Das deutsche Handwerk hat die Beschlüsse der Regierungskoalition zur steuerlichen Entlastung von Unternehmen als “halbherzig” und nicht ausreichend kritisiert. Es sei zwar eine gute Nachricht, dass der steuerliche Verlustrücktrag verdoppelt werde, erklärte der Präsident des Branchenverbands ZDH, Hans Peter Wollseifer, am Donnerstag. Jedoch sei dies angesichts der “riesigen unverschuldeten Liquiditätsprobleme unserer Betriebe in keiner Weise weitreichend genug”.
Die Koalition hatte sich am Mittwochabend darauf verständigt, den sogenannten Verlustrücktrag für die Jahre 2020 und 2021 auf maximal zehn Millionen Euro beziehungsweise auf 20 Millionen Euro bei sogenannter Zusammenveranlagung anzuheben. Damit können Unternehmen bei der Steuererklärung Verluste aus den Jahren 2020 und 2021 mit Gewinnen aus dem Jahr 2019 verrechnen. Die beschlossene Anhebung des Rücktrags bedeutet, dass sie weniger Steuern zahlen müssen.
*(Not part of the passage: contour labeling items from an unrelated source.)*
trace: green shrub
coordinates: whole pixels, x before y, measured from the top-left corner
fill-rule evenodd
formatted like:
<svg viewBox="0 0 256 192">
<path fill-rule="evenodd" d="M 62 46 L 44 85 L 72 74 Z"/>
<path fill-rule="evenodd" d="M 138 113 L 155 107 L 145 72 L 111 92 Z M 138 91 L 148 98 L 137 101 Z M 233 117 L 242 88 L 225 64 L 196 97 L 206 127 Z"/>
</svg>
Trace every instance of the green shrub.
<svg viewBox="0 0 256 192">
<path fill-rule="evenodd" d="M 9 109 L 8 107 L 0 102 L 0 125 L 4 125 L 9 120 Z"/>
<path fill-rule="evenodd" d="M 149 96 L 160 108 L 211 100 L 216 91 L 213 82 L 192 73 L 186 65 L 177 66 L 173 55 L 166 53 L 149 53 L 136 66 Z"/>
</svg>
Wollseifer erklärte dazu, besser wäre es gewesen, nicht nur den Betrag des Verlustrücktrags temporär zu erhöhen, sondern auch den Rücktragszeitraum zu verlängern. Die Verlustrechnung müsse auf “zwei bis drei Jahre ausgeweitet” werden – denn die Betriebe würden angesichts der Lockdown-Maßnahmen “weiter Verluste machen”. So könnten auch Insolvenzen und letztlich Jobverluste vermieden werden. Der Mittelstandsverband BVMW sprach sich gar für eine Verlängerung des Rücktragszeitraums auf bis zu fünf Jahre aus.
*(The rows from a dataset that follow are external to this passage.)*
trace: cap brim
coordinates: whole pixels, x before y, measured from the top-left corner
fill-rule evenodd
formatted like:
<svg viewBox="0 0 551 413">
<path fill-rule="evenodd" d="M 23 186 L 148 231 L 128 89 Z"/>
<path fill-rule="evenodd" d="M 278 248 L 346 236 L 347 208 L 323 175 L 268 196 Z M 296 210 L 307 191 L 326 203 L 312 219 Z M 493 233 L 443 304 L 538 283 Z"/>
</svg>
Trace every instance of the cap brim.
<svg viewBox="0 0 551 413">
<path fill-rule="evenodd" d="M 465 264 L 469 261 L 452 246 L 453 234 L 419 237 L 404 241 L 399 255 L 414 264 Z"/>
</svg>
Ähnlich äußerten sich die Grünen. Die Anhebung für 2020 und 2021 “trifft den Kern nicht”, denn sie helfe besonders den Unternehmen, die 2020 trotz Pandemie noch Gewinne gemacht hätten, erklärte Fraktionsvize Anja Hajduk. Gerade der Mittelstand dürfte hiervon weniger profitieren. Nötig sei eine Anhebung und Ausweitung des Verlustrücktrags auf die vergangenen vier Jahre.
Bundeswirtschaftsminister Peter Altmaier (CDU) bezeichnete die Ausweitung des Verlustrücktrags hingegen als “wichtigen Schritt in die richtige Richtung”. Damit würden viele mittelständische Unternehmen gestärkt, auf deren Wettbewerbsfähigkeit das Land angewiesen sei, erklärte der Minister. Auch der bis Ende 2022 verlängerte ermäßigte Mehrwertsteuersatz von sieben Prozent für die Gastronomie sei eine “gute Nachricht”. Auch die SPD-Fraktion im Bundestag begrüßte die Corona-Hilfen für Unternehmen.
Der Deutsche Hotel- und Gaststättenverband (Dehoga) lobte die verlängerte Mehrwertsteuersenkung als “richtig, wichtig und mutmachend”. Diese Entscheidung sei eine “wichtige Motivation für die Unternehmer, ihre Betriebe fortzuführen”, erklärte Dehoga-Präsident Guido Zöllick. Laut einer Umfrage des Verbands aus dem Januar bangen derzeit 75 Prozent der Betriebe um ihre Existenz.
Der Linken-Politiker Fabio De Masi sagte hingegen, gezielte Verbesserungen bei der Überbrückungshilfe “wären sinnvoller als reduzierte Mehrwertsteuern in der Gastronomie”. Denn diese würden vor allem dort helfen, “wo es noch Umsätze gibt”.